The words sparked debates that leapt across continents, classrooms, and parliaments.

Was Harari asking humanity to forget? Or was he warning us that history, when worshipped blindly, becomes a prison rather than a teacher?

These provocative assertions, drew responses ranging from thoughtful agreement to vehement disagreement, with some commentators questioning why Jewish communities would preserve such meticulous historical records if history is meant to be forgotten, while some others argued for balance between retention and experimentation.

These exchanges, seemingly abstract, illuminate a profound crisis: as authoritarian populism resurges globally, misinformation proliferates exponentially, and artificial intelligence threatens to rewrite the past itself, what does it mean to study history—and can historical consciousness save democracy?

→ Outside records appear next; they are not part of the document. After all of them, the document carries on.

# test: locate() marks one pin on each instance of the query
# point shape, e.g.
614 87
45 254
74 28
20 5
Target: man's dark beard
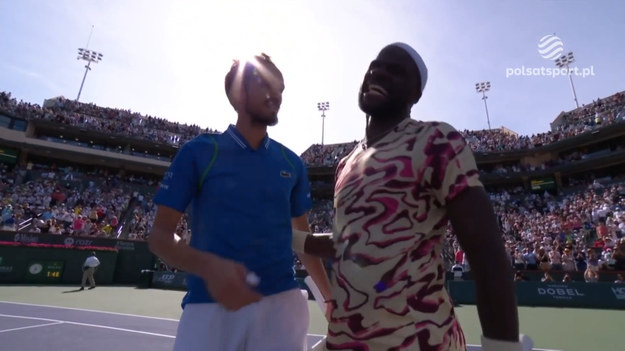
390 108
266 121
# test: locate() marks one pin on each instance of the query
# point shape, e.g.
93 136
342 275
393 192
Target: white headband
423 70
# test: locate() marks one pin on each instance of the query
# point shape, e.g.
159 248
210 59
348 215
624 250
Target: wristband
525 343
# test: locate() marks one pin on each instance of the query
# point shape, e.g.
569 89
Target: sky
168 58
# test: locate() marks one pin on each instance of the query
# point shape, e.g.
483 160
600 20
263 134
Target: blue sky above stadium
168 58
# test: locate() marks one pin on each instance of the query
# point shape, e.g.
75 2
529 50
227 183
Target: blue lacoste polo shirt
242 201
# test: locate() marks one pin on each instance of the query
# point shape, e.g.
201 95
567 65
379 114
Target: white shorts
276 322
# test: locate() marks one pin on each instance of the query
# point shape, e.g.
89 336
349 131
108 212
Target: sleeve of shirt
179 182
450 164
301 201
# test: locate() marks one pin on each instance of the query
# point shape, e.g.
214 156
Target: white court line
87 310
81 324
121 329
30 327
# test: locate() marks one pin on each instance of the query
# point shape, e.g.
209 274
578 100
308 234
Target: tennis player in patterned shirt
394 196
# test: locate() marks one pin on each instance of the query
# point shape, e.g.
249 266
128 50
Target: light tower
563 62
89 56
483 87
323 107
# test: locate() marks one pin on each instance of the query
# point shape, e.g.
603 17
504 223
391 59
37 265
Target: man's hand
320 245
226 282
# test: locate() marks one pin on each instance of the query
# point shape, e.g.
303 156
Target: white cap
423 70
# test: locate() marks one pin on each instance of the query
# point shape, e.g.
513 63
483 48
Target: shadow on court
72 291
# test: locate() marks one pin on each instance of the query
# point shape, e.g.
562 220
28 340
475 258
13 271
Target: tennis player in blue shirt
248 194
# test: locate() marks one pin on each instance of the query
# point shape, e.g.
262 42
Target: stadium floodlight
483 87
563 62
89 56
323 107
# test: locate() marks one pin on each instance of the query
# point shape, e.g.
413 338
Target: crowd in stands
599 113
102 119
582 231
66 201
578 232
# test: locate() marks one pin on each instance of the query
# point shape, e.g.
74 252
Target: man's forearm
180 255
496 299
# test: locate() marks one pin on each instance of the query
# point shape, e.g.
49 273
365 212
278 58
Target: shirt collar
240 140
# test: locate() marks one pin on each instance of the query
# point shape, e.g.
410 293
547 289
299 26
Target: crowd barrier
530 293
131 257
58 264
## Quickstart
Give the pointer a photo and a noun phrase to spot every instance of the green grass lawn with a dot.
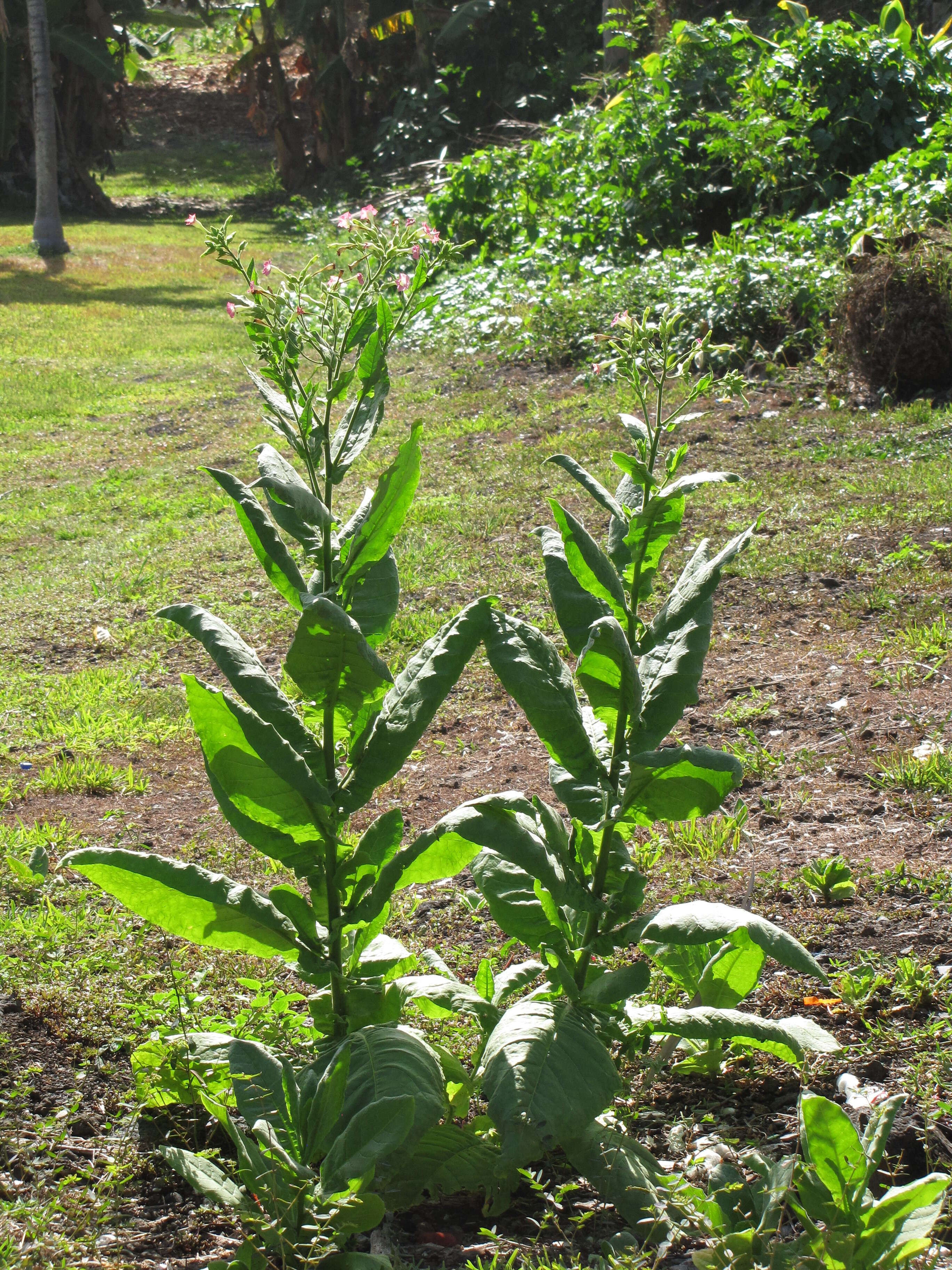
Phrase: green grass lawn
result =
(122, 378)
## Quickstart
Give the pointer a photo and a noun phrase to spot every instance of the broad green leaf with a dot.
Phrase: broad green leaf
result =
(450, 1160)
(270, 549)
(190, 902)
(703, 923)
(696, 585)
(545, 1067)
(576, 607)
(671, 675)
(266, 1090)
(786, 1038)
(649, 534)
(391, 1062)
(275, 399)
(327, 1105)
(588, 562)
(296, 853)
(536, 677)
(629, 496)
(87, 51)
(678, 784)
(626, 1175)
(284, 483)
(374, 599)
(589, 484)
(586, 801)
(206, 1178)
(506, 823)
(332, 664)
(376, 1131)
(733, 972)
(616, 986)
(512, 900)
(356, 430)
(609, 675)
(411, 705)
(244, 672)
(831, 1144)
(695, 480)
(391, 502)
(515, 978)
(251, 784)
(262, 741)
(438, 997)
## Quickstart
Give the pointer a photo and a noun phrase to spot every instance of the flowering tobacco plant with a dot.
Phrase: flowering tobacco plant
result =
(573, 891)
(290, 769)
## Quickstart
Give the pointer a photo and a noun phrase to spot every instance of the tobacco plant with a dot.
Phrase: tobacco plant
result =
(572, 891)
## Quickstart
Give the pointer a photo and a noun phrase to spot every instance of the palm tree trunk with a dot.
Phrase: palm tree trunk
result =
(47, 225)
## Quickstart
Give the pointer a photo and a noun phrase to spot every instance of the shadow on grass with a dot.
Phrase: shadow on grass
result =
(56, 286)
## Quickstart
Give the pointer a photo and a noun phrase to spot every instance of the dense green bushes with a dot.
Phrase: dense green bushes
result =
(720, 126)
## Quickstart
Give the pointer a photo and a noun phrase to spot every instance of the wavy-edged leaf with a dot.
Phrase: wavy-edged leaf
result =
(374, 600)
(671, 675)
(589, 484)
(206, 1178)
(704, 923)
(588, 562)
(696, 585)
(249, 792)
(609, 675)
(334, 666)
(187, 901)
(244, 672)
(535, 676)
(388, 512)
(391, 1062)
(615, 986)
(511, 895)
(285, 486)
(678, 784)
(649, 534)
(626, 1175)
(376, 1131)
(545, 1067)
(438, 997)
(411, 705)
(786, 1038)
(357, 430)
(576, 607)
(267, 544)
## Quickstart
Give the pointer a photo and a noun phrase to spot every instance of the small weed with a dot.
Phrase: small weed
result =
(932, 775)
(748, 707)
(756, 758)
(831, 878)
(77, 776)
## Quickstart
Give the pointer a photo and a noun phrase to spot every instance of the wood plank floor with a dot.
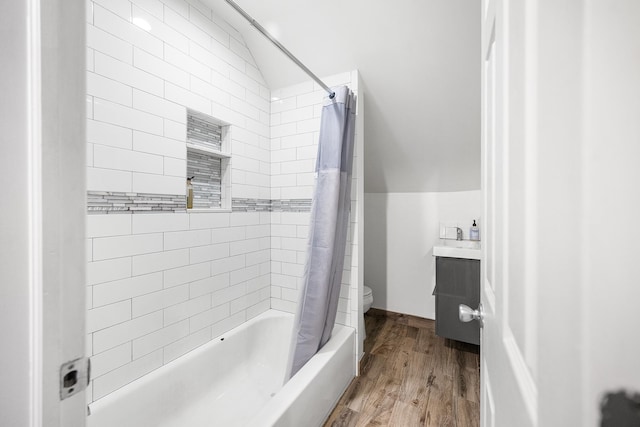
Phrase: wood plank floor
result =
(411, 377)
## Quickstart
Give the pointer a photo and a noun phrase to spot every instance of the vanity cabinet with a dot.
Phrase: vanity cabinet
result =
(457, 282)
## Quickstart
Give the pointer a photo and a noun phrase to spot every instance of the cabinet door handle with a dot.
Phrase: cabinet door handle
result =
(467, 314)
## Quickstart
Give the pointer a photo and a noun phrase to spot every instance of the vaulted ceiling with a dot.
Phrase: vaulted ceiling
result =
(419, 61)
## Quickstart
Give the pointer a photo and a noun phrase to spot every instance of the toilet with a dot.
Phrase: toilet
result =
(367, 299)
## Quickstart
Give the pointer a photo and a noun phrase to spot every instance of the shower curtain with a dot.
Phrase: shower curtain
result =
(331, 205)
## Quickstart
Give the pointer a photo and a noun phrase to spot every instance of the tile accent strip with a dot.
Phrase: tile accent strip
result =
(101, 202)
(291, 205)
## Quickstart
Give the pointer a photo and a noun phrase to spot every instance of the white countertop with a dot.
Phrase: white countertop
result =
(466, 249)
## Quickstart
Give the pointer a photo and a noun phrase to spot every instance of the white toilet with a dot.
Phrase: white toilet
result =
(367, 298)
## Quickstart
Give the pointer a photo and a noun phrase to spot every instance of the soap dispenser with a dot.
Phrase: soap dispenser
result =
(474, 231)
(190, 193)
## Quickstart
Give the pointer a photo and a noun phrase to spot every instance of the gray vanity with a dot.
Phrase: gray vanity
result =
(457, 282)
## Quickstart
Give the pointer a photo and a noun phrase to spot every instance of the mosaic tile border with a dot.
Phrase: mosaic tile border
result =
(111, 202)
(274, 205)
(99, 202)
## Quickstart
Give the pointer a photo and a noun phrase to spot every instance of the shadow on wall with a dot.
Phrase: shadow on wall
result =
(375, 248)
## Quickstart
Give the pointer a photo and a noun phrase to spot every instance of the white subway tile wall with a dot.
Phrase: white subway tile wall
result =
(295, 118)
(160, 285)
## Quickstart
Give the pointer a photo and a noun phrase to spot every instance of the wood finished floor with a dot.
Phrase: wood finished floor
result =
(411, 377)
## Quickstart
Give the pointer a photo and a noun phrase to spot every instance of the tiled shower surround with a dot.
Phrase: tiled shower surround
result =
(162, 283)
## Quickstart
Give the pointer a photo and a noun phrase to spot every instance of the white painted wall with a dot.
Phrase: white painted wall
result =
(400, 232)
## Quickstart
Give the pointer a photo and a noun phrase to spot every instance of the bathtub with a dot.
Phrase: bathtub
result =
(236, 380)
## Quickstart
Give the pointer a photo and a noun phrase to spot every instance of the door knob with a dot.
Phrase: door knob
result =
(467, 314)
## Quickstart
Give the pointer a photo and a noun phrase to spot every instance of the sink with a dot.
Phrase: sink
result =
(467, 249)
(462, 244)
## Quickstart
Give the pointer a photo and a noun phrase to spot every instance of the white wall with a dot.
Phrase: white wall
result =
(160, 285)
(400, 232)
(295, 119)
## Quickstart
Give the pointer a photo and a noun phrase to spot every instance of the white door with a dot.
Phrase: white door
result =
(561, 178)
(42, 243)
(508, 390)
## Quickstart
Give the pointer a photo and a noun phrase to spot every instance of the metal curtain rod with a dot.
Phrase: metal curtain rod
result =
(280, 46)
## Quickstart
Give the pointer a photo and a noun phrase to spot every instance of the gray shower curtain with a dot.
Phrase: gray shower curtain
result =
(320, 291)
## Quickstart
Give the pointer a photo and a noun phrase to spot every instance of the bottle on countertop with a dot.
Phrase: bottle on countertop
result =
(474, 231)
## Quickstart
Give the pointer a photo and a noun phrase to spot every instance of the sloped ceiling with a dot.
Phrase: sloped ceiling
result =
(419, 61)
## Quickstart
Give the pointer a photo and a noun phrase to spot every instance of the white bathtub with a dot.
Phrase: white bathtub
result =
(236, 380)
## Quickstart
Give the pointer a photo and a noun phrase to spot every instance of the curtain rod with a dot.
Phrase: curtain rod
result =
(284, 50)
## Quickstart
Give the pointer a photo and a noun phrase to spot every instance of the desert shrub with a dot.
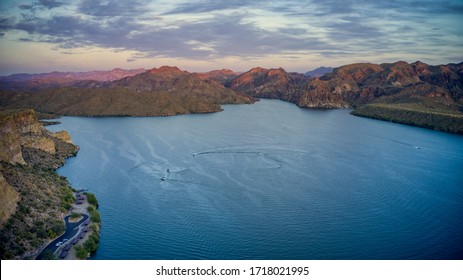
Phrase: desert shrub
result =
(92, 199)
(81, 252)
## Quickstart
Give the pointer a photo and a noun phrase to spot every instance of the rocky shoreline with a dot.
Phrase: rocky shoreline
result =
(35, 199)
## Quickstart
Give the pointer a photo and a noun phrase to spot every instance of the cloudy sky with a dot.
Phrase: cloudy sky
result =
(197, 35)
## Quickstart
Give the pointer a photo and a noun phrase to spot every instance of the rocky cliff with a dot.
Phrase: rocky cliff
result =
(33, 197)
(291, 87)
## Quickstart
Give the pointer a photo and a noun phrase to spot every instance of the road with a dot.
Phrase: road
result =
(71, 231)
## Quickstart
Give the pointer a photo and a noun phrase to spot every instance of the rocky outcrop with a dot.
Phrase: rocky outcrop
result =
(63, 136)
(33, 197)
(291, 87)
(320, 71)
(270, 83)
(8, 200)
(34, 82)
(21, 128)
(166, 91)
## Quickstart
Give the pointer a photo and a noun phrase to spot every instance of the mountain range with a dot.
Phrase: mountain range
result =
(412, 93)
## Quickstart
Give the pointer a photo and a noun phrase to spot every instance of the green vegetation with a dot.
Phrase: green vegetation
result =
(91, 198)
(48, 255)
(414, 114)
(91, 245)
(95, 217)
(75, 216)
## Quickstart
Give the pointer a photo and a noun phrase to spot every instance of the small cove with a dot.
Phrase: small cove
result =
(269, 181)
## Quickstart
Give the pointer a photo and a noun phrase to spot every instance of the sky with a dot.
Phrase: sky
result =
(196, 35)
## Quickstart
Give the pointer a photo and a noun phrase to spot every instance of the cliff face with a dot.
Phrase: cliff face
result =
(33, 197)
(20, 128)
(8, 200)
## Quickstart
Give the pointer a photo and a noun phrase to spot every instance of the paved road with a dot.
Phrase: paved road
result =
(71, 231)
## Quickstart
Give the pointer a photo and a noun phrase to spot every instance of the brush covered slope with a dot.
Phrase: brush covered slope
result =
(415, 94)
(292, 87)
(34, 197)
(166, 91)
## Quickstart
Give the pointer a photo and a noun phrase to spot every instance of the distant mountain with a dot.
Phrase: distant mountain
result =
(165, 91)
(58, 79)
(416, 93)
(269, 83)
(292, 87)
(320, 71)
(223, 76)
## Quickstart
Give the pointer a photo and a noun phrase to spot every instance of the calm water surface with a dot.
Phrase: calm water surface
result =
(270, 181)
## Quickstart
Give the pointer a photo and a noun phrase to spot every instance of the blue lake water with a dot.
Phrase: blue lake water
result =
(270, 181)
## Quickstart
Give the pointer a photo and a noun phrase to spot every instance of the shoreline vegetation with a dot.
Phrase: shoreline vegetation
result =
(410, 93)
(35, 200)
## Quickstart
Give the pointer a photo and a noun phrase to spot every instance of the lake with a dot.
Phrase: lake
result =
(270, 181)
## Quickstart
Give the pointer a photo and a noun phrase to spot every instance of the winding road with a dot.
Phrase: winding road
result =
(71, 231)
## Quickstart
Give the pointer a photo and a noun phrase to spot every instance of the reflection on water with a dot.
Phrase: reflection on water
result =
(270, 181)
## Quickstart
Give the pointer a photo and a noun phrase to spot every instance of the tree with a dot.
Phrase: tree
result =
(48, 255)
(95, 217)
(81, 253)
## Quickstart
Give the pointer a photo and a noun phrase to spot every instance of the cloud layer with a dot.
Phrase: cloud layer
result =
(214, 30)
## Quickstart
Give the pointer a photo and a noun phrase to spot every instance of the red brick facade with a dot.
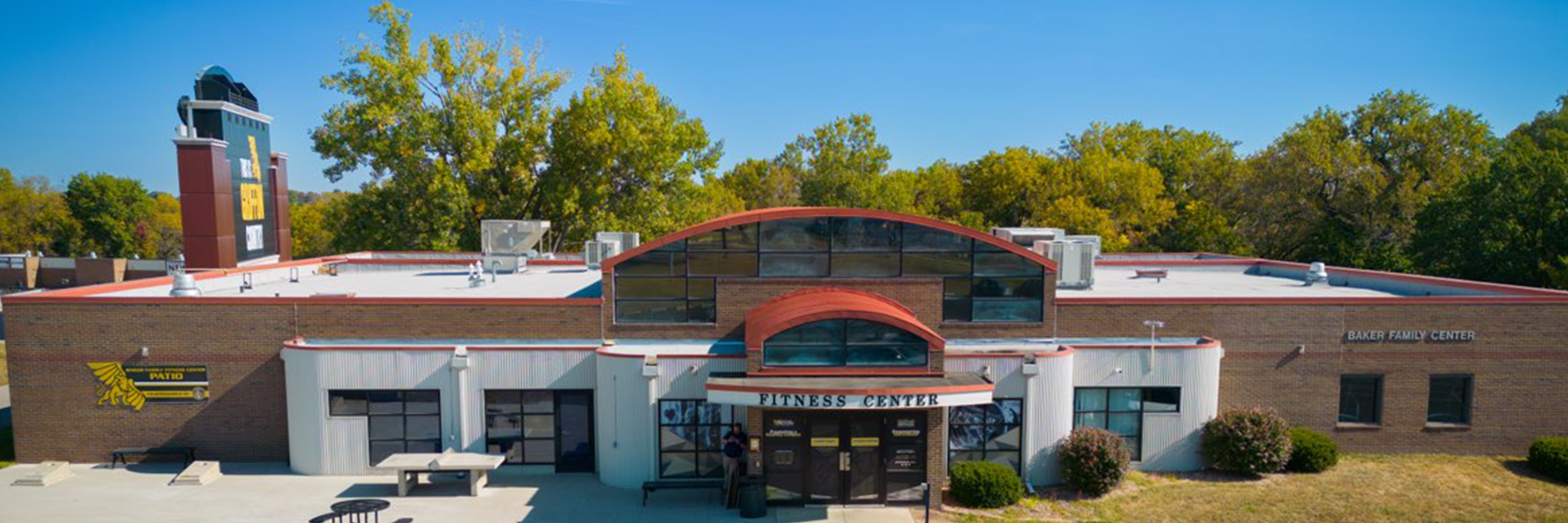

The echo of that question now resounds through every corner of our digitized, polarized, and algorithmically manipulated world.

History, in its essence, is not a museum of memories but a mirror of meanings. Yet that mirror today is cracked by politics, technology, and fear.

Authoritarian populism has turned the past into a battlefield where truth is secondary to power.

Across countries, governments reshape historical narratives to sanctify themselves. In some countries, school textbooks have been rewritten to erase uncomfortable truths and glorify selective traditions.

In America, the attack on the Capitol is being reframed not as a tragedy but as patriotic defiance.

In Poland, official historians now tell stories in which the nation was eternally innocent and perpetually heroic. The manipulation of memory is no longer an accident—it is strategy.

But the greater storm is digital. The past, once safeguarded in libraries and archives, now floats in the cloud—editable, replicable, and corruptible.

Deepfakes can conjure a false speech of Lincoln or Gandhi with uncanny precision. Artificial intelligence can manufacture documents that never existed.

Our digital memory, as scholars warn, is not memory at all but an endless rearrangement of data where authenticity dissolves into pixels.

The same technologies that democratize access to knowledge can also distort it beyond recognition.

In this volatile ether, even the act of remembering becomes a political decision.

And yet, paradoxically, liberation still lies within this chaos. Harari’s challenge is not to abandon memory but to transcend its chains—to look at the past without becoming its prisoner.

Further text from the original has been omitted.